Eliminating Primary Beam Effect in Foreground Subtraction of Neutral Hydrogen Intensity Mapping Survey with Deep Learning

TL;DR

This paper demonstrates that deep learning, specifically a 3D U-Net, can effectively remove primary beam effects in HI intensity mapping, significantly improving foreground subtraction and signal recovery over traditional methods.

Contribution

The study introduces a U-Net based approach for foreground subtraction that outperforms PCA, especially in complex beam models, enhancing HI signal recovery in intensity mapping surveys.

Findings

U-Net improves foreground cleaning by 27.4% with Gaussian beam.

U-Net improves foreground cleaning by 144.8% with Cosine beam.

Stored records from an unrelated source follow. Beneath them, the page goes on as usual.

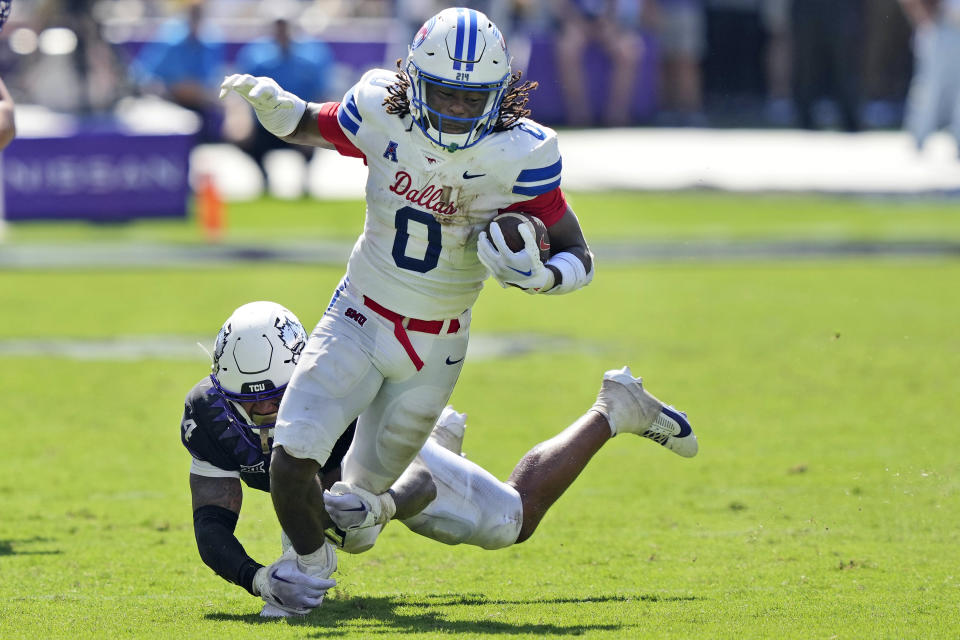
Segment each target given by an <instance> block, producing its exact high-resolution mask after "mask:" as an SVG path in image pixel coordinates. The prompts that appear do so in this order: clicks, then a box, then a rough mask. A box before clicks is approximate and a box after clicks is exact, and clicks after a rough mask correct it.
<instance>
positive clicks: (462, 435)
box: [430, 404, 467, 456]
mask: <svg viewBox="0 0 960 640" xmlns="http://www.w3.org/2000/svg"><path fill="white" fill-rule="evenodd" d="M466 428H467V414H465V413H457V412H456V410H455V409H454V408H453V405H449V404H448V405H447V406H445V407H444V408H443V411H441V412H440V417H439V418H437V424H436V425H434V427H433V431H431V432H430V439H431V440H433V441H434V442H436V443H437V444H438V445H440V446H441V447H443V448H444V449H446V450H447V451H452V452H453V453H455V454H457V455H458V456H462V455H463V436H464V432H465V431H466Z"/></svg>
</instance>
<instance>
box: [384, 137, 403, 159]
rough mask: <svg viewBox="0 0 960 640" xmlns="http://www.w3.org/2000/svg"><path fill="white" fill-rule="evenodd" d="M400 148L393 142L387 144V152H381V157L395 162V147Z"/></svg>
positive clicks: (394, 142)
mask: <svg viewBox="0 0 960 640" xmlns="http://www.w3.org/2000/svg"><path fill="white" fill-rule="evenodd" d="M398 146H400V145H398V144H397V143H396V142H394V141H393V140H391V141H390V142H389V143H388V144H387V150H386V151H384V152H383V157H384V158H386V159H388V160H393V161H394V162H396V161H397V147H398Z"/></svg>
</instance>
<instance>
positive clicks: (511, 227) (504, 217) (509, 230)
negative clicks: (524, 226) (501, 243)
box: [487, 213, 550, 263]
mask: <svg viewBox="0 0 960 640" xmlns="http://www.w3.org/2000/svg"><path fill="white" fill-rule="evenodd" d="M524 224H527V225H530V226H532V227H533V233H534V236H533V237H534V238H536V240H537V247H539V249H540V261H541V262H544V263H545V262H546V261H547V260H548V259H549V258H550V234H549V232H548V231H547V225H545V224H544V223H543V220H541V219H540V218H538V217H536V216H531V215H528V214H526V213H501V214H500V215H498V216H497V217H496V218H494V219H493V220H491V221H490V224H488V225H487V235H488V236H489V235H490V227H491V226H493V225H497V226H498V227H500V231H501V233H503V239H504V240H506V241H507V247H509V248H510V250H511V251H513V252H517V251H520V250H522V249H523V237H522V236H521V235H520V225H524Z"/></svg>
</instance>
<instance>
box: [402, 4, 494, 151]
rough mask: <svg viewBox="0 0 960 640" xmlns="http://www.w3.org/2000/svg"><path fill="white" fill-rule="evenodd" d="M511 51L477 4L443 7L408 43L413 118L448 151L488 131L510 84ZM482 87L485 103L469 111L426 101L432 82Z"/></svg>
mask: <svg viewBox="0 0 960 640" xmlns="http://www.w3.org/2000/svg"><path fill="white" fill-rule="evenodd" d="M510 61H511V60H510V54H509V53H508V52H507V43H506V42H505V41H504V39H503V35H502V34H501V33H500V30H499V29H497V26H496V25H495V24H493V22H491V21H490V19H489V18H487V16H486V15H484V14H483V13H481V12H479V11H475V10H473V9H465V8H462V7H454V8H451V9H444V10H443V11H441V12H440V13H438V14H437V15H435V16H433V17H432V18H430V19H429V20H427V21H426V22H425V23H424V25H423V26H422V27H420V30H419V31H418V32H417V35H416V36H414V38H413V42H412V43H411V44H410V53H409V55H408V56H407V62H406V66H405V67H404V71H405V72H406V74H407V76H408V78H409V80H410V89H409V90H408V98H409V100H410V115H412V116H413V121H414V122H415V123H416V125H417V126H418V127H419V128H420V130H421V131H423V133H424V135H426V136H427V138H429V139H430V140H431V141H433V142H435V143H436V144H438V145H440V146H441V147H444V148H445V149H446V150H448V151H456V150H457V149H466V148H467V147H471V146H473V145H475V144H476V143H477V142H479V141H480V140H482V139H483V138H484V137H486V136H487V134H489V133H490V132H491V131H492V130H493V126H494V125H495V124H496V122H497V116H498V115H499V113H500V105H501V103H502V102H503V96H504V93H505V92H506V89H507V86H508V85H509V84H510ZM441 87H443V88H446V89H449V90H454V91H471V92H481V93H482V94H485V96H486V104H485V105H484V107H483V109H482V110H481V113H480V114H479V115H477V116H471V117H466V118H463V117H454V116H451V115H447V114H443V113H441V112H440V111H438V110H436V109H433V108H431V107H430V106H429V105H428V104H427V98H428V97H429V96H428V93H427V92H428V88H429V89H431V90H433V89H438V88H441Z"/></svg>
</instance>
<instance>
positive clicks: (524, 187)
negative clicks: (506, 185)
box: [513, 178, 560, 196]
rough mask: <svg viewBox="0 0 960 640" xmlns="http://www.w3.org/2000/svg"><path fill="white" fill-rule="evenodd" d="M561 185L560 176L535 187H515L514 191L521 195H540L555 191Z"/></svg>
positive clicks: (519, 194) (523, 195) (537, 185)
mask: <svg viewBox="0 0 960 640" xmlns="http://www.w3.org/2000/svg"><path fill="white" fill-rule="evenodd" d="M559 186H560V178H557V179H556V180H554V181H553V182H548V183H547V184H541V185H537V186H535V187H514V188H513V192H514V193H517V194H519V195H521V196H539V195H542V194H544V193H546V192H548V191H553V190H554V189H556V188H557V187H559Z"/></svg>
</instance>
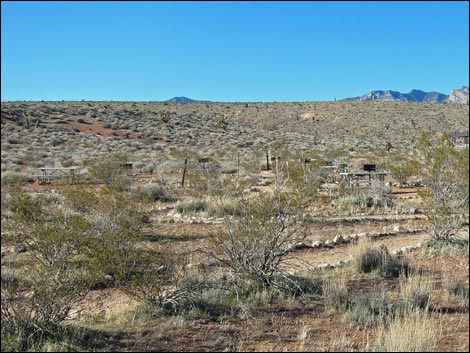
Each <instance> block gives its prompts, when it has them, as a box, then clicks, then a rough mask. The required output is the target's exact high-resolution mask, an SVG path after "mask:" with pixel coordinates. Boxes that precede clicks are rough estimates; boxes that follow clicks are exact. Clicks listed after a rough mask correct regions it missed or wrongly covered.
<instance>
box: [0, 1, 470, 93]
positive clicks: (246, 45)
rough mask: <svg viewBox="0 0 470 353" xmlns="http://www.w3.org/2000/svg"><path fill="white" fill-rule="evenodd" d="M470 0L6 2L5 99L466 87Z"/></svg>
mask: <svg viewBox="0 0 470 353" xmlns="http://www.w3.org/2000/svg"><path fill="white" fill-rule="evenodd" d="M468 41H469V3H468V2H467V1H456V2H452V1H429V2H426V1H417V2H411V1H403V2H395V1H393V2H382V1H377V2H361V1H359V2H353V1H346V2H340V1H331V2H328V1H327V2H317V1H311V2H308V1H307V2H292V1H286V2H282V1H261V2H251V1H235V2H225V1H224V2H194V1H189V2H183V1H170V2H159V1H157V2H147V1H144V2H137V1H132V2H120V1H119V2H118V1H116V2H114V1H109V2H96V1H83V2H81V1H70V2H55V1H53V2H43V1H32V2H27V1H24V2H22V1H2V3H1V100H2V101H10V100H32V101H35V100H46V101H47V100H81V99H84V100H95V101H100V100H113V101H155V100H156V101H159V100H166V99H169V98H172V97H174V96H186V97H190V98H193V99H199V100H211V101H226V102H255V101H256V102H259V101H263V102H271V101H279V102H281V101H329V100H334V99H343V98H346V97H354V96H359V95H362V94H365V93H367V92H369V91H372V90H386V89H392V90H396V91H400V92H403V93H407V92H409V91H410V90H411V89H421V90H424V91H438V92H441V93H445V94H449V93H450V90H451V89H453V88H460V87H461V86H463V85H468V80H469V79H468V77H469V69H468V68H469V45H468Z"/></svg>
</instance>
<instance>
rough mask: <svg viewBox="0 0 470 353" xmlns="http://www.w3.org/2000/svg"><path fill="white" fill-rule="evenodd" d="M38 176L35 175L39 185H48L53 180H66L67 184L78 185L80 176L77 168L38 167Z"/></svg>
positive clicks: (78, 169)
mask: <svg viewBox="0 0 470 353" xmlns="http://www.w3.org/2000/svg"><path fill="white" fill-rule="evenodd" d="M37 169H38V170H39V171H41V174H40V175H36V177H37V178H38V182H39V184H50V183H51V181H52V180H53V179H57V178H67V180H68V182H69V184H78V182H79V178H80V174H78V173H77V171H78V170H79V168H78V167H40V168H37Z"/></svg>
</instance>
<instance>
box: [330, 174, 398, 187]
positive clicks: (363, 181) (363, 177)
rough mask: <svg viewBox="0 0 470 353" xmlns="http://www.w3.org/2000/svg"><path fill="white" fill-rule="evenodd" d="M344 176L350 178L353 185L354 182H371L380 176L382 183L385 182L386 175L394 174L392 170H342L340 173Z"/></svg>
mask: <svg viewBox="0 0 470 353" xmlns="http://www.w3.org/2000/svg"><path fill="white" fill-rule="evenodd" d="M339 174H340V175H342V176H343V177H346V178H348V181H349V186H353V185H354V184H356V185H359V184H371V183H372V179H376V178H377V177H378V179H379V182H380V184H381V185H384V184H385V177H386V176H387V175H392V173H390V172H374V171H360V172H342V173H339Z"/></svg>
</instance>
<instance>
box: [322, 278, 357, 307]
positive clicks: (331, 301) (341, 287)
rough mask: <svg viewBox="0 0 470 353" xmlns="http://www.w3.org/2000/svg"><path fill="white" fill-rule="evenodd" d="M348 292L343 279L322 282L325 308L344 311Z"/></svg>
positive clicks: (328, 279)
mask: <svg viewBox="0 0 470 353" xmlns="http://www.w3.org/2000/svg"><path fill="white" fill-rule="evenodd" d="M349 294H350V293H349V291H348V287H347V281H346V279H345V278H336V277H332V278H327V279H324V281H323V296H324V298H325V303H326V306H327V307H328V308H330V309H332V310H335V311H341V310H345V309H346V308H347V306H348V303H349V300H350V298H349Z"/></svg>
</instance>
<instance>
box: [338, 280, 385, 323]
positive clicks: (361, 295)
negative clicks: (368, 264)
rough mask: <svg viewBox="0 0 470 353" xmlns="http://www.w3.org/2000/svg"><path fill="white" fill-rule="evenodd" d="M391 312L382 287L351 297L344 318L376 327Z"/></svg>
mask: <svg viewBox="0 0 470 353" xmlns="http://www.w3.org/2000/svg"><path fill="white" fill-rule="evenodd" d="M391 313H392V305H391V303H390V301H389V299H388V295H387V293H386V291H385V290H384V289H383V288H374V289H373V290H372V291H369V292H366V293H360V294H358V295H356V296H355V297H353V298H351V301H350V303H349V304H348V308H347V311H346V312H345V314H344V320H345V321H347V322H353V323H356V324H358V325H361V326H364V327H376V326H378V325H380V324H383V323H384V322H385V321H386V319H387V317H388V316H389V315H390V314H391Z"/></svg>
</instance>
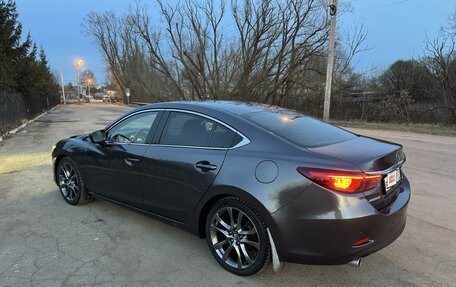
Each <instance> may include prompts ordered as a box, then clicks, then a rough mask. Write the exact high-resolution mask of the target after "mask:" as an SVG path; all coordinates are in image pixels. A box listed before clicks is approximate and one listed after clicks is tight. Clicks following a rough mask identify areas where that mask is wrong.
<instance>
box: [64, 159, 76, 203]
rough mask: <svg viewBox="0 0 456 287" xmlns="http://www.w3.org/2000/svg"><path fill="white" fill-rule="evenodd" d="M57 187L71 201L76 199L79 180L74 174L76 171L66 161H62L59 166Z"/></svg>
mask: <svg viewBox="0 0 456 287" xmlns="http://www.w3.org/2000/svg"><path fill="white" fill-rule="evenodd" d="M59 187H60V191H61V192H62V195H63V196H64V197H65V198H66V199H67V200H68V201H71V202H73V201H75V200H76V199H77V197H78V195H79V191H80V187H79V180H78V177H77V176H76V171H75V170H74V168H73V167H72V166H71V165H69V164H67V163H63V164H62V165H61V166H60V169H59Z"/></svg>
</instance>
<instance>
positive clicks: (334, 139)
mask: <svg viewBox="0 0 456 287" xmlns="http://www.w3.org/2000/svg"><path fill="white" fill-rule="evenodd" d="M245 117H246V118H248V119H250V120H251V121H252V122H254V123H256V124H258V125H260V126H261V127H263V128H265V129H266V130H269V131H271V132H272V133H274V134H276V135H278V136H280V137H283V138H285V139H286V140H289V141H291V142H293V143H295V144H297V145H299V146H302V147H316V146H324V145H330V144H335V143H338V142H343V141H347V140H350V139H353V138H355V137H356V135H354V134H352V133H350V132H348V131H346V130H343V129H341V128H338V127H336V126H333V125H330V124H328V123H325V122H322V121H319V120H316V119H314V118H311V117H307V116H304V115H302V114H299V113H292V112H290V113H274V112H268V111H265V112H257V113H251V114H246V115H245Z"/></svg>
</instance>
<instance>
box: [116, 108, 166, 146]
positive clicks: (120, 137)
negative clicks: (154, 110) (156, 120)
mask: <svg viewBox="0 0 456 287" xmlns="http://www.w3.org/2000/svg"><path fill="white" fill-rule="evenodd" d="M158 113H159V112H146V113H140V114H137V115H134V116H131V117H129V118H127V119H126V120H123V121H121V122H120V123H118V124H117V125H115V126H114V127H113V128H111V129H110V130H109V131H108V135H107V140H108V141H111V142H120V143H145V142H146V138H147V135H148V134H149V131H150V128H151V127H152V125H153V123H154V121H155V120H156V118H157V115H158Z"/></svg>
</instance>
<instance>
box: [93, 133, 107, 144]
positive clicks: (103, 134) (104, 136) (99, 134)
mask: <svg viewBox="0 0 456 287" xmlns="http://www.w3.org/2000/svg"><path fill="white" fill-rule="evenodd" d="M89 138H90V141H91V142H93V143H103V142H104V141H105V140H106V131H104V130H99V131H94V132H93V133H91V134H90V135H89Z"/></svg>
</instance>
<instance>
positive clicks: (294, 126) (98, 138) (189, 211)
mask: <svg viewBox="0 0 456 287" xmlns="http://www.w3.org/2000/svg"><path fill="white" fill-rule="evenodd" d="M52 158H53V162H54V167H55V174H54V175H55V182H56V183H57V185H58V186H59V190H60V192H61V193H62V196H63V198H64V199H65V200H66V201H67V202H68V203H69V204H72V205H77V204H81V203H83V202H85V201H88V200H90V199H92V198H98V199H105V200H109V201H111V202H114V203H117V204H120V205H123V206H126V207H129V208H132V209H134V210H137V211H140V212H142V213H144V214H147V215H149V216H151V217H153V218H156V219H158V220H161V221H164V222H168V223H170V224H173V225H175V226H177V227H180V228H183V229H185V230H187V231H189V232H192V233H194V234H196V235H197V236H200V237H201V238H206V241H207V244H208V246H209V250H210V252H211V253H212V255H213V256H214V258H215V259H216V260H217V262H218V263H220V265H221V266H222V267H224V268H225V269H227V270H228V271H230V272H233V273H235V274H238V275H251V274H254V273H256V272H258V271H260V270H262V269H263V268H264V267H265V266H267V264H268V263H269V262H270V261H271V260H272V262H273V268H274V269H278V268H280V266H281V262H284V261H288V262H296V263H305V264H347V263H350V264H352V265H359V263H360V260H361V258H362V257H365V256H367V255H369V254H371V253H373V252H375V251H378V250H379V249H381V248H384V247H386V246H387V245H389V244H390V243H392V242H393V241H394V240H395V239H396V238H397V237H399V235H400V234H401V233H402V231H403V229H404V227H405V223H406V210H407V204H408V202H409V199H410V185H409V182H408V180H407V178H406V177H405V175H404V173H403V171H402V165H403V164H404V162H405V155H404V152H403V149H402V146H401V145H399V144H395V143H391V142H386V141H382V140H377V139H373V138H368V137H363V136H360V135H357V134H353V133H351V132H348V131H346V130H344V129H341V128H338V127H336V126H333V125H330V124H328V123H325V122H322V121H319V120H316V119H314V118H311V117H308V116H305V115H303V114H301V113H299V112H296V111H292V110H288V109H283V108H279V107H274V106H268V105H262V104H252V103H240V102H220V101H215V102H214V101H208V102H170V103H157V104H151V105H146V106H142V107H139V108H137V109H135V110H133V111H131V112H129V113H127V114H125V115H124V116H122V117H120V118H119V119H117V120H115V121H113V122H112V123H111V124H110V125H108V126H107V127H106V128H105V129H103V130H100V131H95V132H93V133H91V134H90V135H79V136H74V137H71V138H68V139H63V140H61V141H59V142H58V143H57V144H56V146H55V148H54V150H53V152H52Z"/></svg>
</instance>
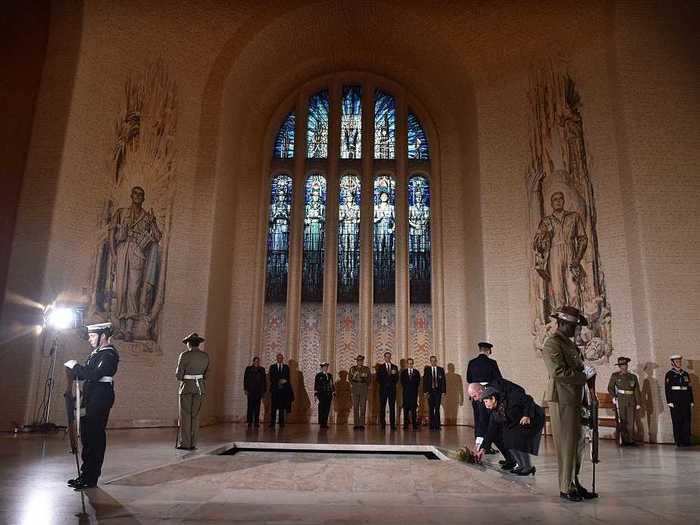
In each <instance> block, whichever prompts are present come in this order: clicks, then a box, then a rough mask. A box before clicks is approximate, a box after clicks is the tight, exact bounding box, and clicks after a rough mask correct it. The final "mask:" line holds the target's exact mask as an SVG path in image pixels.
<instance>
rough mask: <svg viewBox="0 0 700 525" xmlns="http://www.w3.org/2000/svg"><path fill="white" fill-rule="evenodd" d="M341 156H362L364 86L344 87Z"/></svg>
mask: <svg viewBox="0 0 700 525" xmlns="http://www.w3.org/2000/svg"><path fill="white" fill-rule="evenodd" d="M340 158H341V159H359V158H362V88H361V87H360V86H345V87H344V88H343V112H342V114H341V120H340Z"/></svg>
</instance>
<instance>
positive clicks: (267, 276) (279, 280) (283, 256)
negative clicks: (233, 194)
mask: <svg viewBox="0 0 700 525" xmlns="http://www.w3.org/2000/svg"><path fill="white" fill-rule="evenodd" d="M291 211H292V178H291V177H290V176H288V175H277V176H276V177H274V178H273V179H272V188H271V191H270V214H269V217H268V219H269V220H268V228H267V270H266V271H267V278H266V280H265V300H266V301H267V302H273V303H284V302H286V301H287V266H288V263H289V225H290V218H291Z"/></svg>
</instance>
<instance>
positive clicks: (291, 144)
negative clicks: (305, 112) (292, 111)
mask: <svg viewBox="0 0 700 525" xmlns="http://www.w3.org/2000/svg"><path fill="white" fill-rule="evenodd" d="M295 124H296V115H295V114H294V112H290V113H289V114H288V115H287V118H285V119H284V122H283V123H282V125H281V126H280V129H279V131H278V132H277V138H276V139H275V148H274V151H273V157H274V158H276V159H291V158H294V130H295V127H296V126H295Z"/></svg>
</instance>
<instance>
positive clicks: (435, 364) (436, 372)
mask: <svg viewBox="0 0 700 525" xmlns="http://www.w3.org/2000/svg"><path fill="white" fill-rule="evenodd" d="M445 392H447V380H446V379H445V369H444V368H443V367H441V366H437V357H435V356H434V355H431V356H430V365H429V366H426V367H425V368H424V369H423V393H424V394H425V395H426V396H427V397H428V413H429V419H430V430H440V404H441V402H442V395H443V394H444V393H445Z"/></svg>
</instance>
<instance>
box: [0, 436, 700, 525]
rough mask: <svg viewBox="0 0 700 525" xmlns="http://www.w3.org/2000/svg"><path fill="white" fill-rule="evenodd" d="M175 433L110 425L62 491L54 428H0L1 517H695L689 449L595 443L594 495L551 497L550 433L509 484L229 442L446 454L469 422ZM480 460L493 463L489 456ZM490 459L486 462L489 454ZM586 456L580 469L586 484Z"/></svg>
mask: <svg viewBox="0 0 700 525" xmlns="http://www.w3.org/2000/svg"><path fill="white" fill-rule="evenodd" d="M174 440H175V431H174V429H143V430H111V431H109V434H108V451H107V456H106V458H105V465H104V471H103V477H102V479H101V480H100V486H99V487H98V488H96V489H91V490H87V491H84V492H82V493H81V492H74V491H73V490H71V489H69V488H68V487H67V486H66V485H65V480H66V479H67V478H69V477H73V474H74V472H75V462H74V460H73V458H72V456H71V455H70V454H69V453H68V452H67V441H66V439H65V436H64V435H63V433H60V434H52V435H36V434H35V435H30V434H24V435H12V434H0V523H8V524H14V523H22V524H32V525H34V524H38V525H44V524H54V523H105V524H139V523H143V524H150V523H270V524H287V523H294V524H299V525H306V524H312V523H313V524H315V523H327V524H334V525H342V524H355V523H385V524H394V523H396V524H402V525H404V524H406V523H409V522H410V523H428V524H446V523H469V522H473V523H488V524H500V523H516V522H523V521H525V522H535V523H563V522H566V523H568V524H578V523H586V524H587V523H591V524H592V523H596V524H600V523H656V524H663V523H697V520H698V516H699V515H700V498H699V497H698V495H699V494H700V454H699V452H700V451H698V450H697V449H693V448H690V449H676V448H675V447H673V446H669V445H646V446H644V447H640V448H637V449H630V448H626V449H618V448H617V447H616V446H615V444H614V443H613V442H611V441H603V442H602V443H601V463H600V464H599V466H598V476H597V479H598V482H597V490H598V492H599V493H600V495H601V496H600V498H599V499H597V500H594V501H590V502H582V503H569V502H565V501H561V500H560V499H559V497H558V490H557V482H556V457H555V455H554V450H553V446H552V440H551V438H549V439H547V440H544V441H543V447H542V451H541V454H540V456H539V457H537V458H535V464H536V465H537V474H536V476H534V477H528V478H521V477H517V476H512V475H506V474H503V473H502V472H501V471H500V470H498V469H497V468H496V466H494V465H488V466H486V467H477V466H474V465H467V464H464V463H461V462H457V461H454V460H447V461H436V460H429V459H427V458H425V457H423V456H396V455H392V454H391V453H389V452H384V451H383V452H381V453H378V454H375V455H368V454H360V455H353V454H349V453H347V452H339V453H330V454H329V453H326V454H321V453H316V452H313V451H303V452H295V453H290V452H279V451H275V450H266V451H259V452H258V451H255V452H253V451H242V452H239V453H237V454H235V455H228V456H223V455H217V454H214V452H218V451H221V450H224V449H225V448H227V447H229V446H230V445H231V444H232V443H233V442H242V441H245V442H256V441H259V442H266V443H312V442H313V443H320V444H326V443H328V444H332V443H336V444H337V443H341V444H380V445H381V444H390V445H434V446H436V447H438V448H439V449H440V450H442V451H444V452H446V453H447V455H448V456H449V455H450V454H451V453H453V452H454V450H455V449H457V448H459V447H460V446H462V445H463V444H464V443H466V442H467V441H471V440H472V430H471V428H469V427H447V428H444V429H443V430H442V431H441V432H429V431H428V430H422V431H420V432H413V431H403V430H399V431H398V432H393V433H390V432H388V431H387V432H386V433H384V432H381V431H379V430H378V429H376V428H368V430H367V431H365V432H354V431H353V430H352V429H349V428H345V427H342V428H331V429H330V430H328V431H325V432H323V431H321V432H319V430H318V427H316V426H315V425H288V426H287V427H286V428H285V429H284V430H283V431H270V430H267V429H265V430H260V431H259V432H258V431H255V432H250V431H248V430H247V429H246V428H245V425H236V424H227V425H216V426H212V427H207V428H205V429H203V431H202V439H201V442H200V446H199V449H198V450H197V451H194V452H186V451H179V450H175V449H174V447H173V444H174ZM492 458H493V459H492ZM497 459H498V457H494V456H490V457H489V460H490V461H494V462H495V461H496V460H497ZM590 478H591V470H590V463H589V464H587V465H586V467H585V472H584V481H585V483H584V484H585V485H587V486H589V488H590Z"/></svg>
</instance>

U-Net effectively eliminates primary beam effects, aiding HI power spectrum recovery.

Abstract

In the neutral hydrogen (HI) intensity mapping (IM) survey, the foreground contamination on the cosmological signals is extremely severe, and the systematic effects caused by radio telescopes themselves further aggravate the difficulties in subtracting foreground. In this work, we investigate whether the deep learning method, concretely the 3D U-Net algorithm here, can play a crucial role in foreground subtraction when considering the systematic effect caused by the telescope's primary beam. We consider two beam models, i.e., the Gaussian beam model as a simple case and the Cosine beam model as a sophisticated case. The traditional principal component analysis (PCA) method is employed as a comparison and, more importantly, as the preprocessing step for the U-Net method to reduce the sky map dynamic range. We find that in the case of the Gaussian beam, the PCA method can effectively clean the foreground. However, the PCA method cannot handle the systematic effect induced by the Cosine beam, and the additional U-Net method can improve the result significantly. In order to show how well the PCA and U-Net methods can recover the HI signals, we also derive the HI angular power spectra, as well as the HI 2D power spectra, after performing the foreground subtractions. It is found that, in the case of Gaussian beam, the concordance with the original HI map using U-Net is better than that using PCA by $27.4\%$, and in the case of Cosine beam, the concordance using U-Net is better than that using PCA by $144.8\%$. Therefore, the U-Net based foreground subtraction can efficiently eliminate the telescope primary beam effect and shed new light on recovering the HI power spectrum for future HI IM experiments.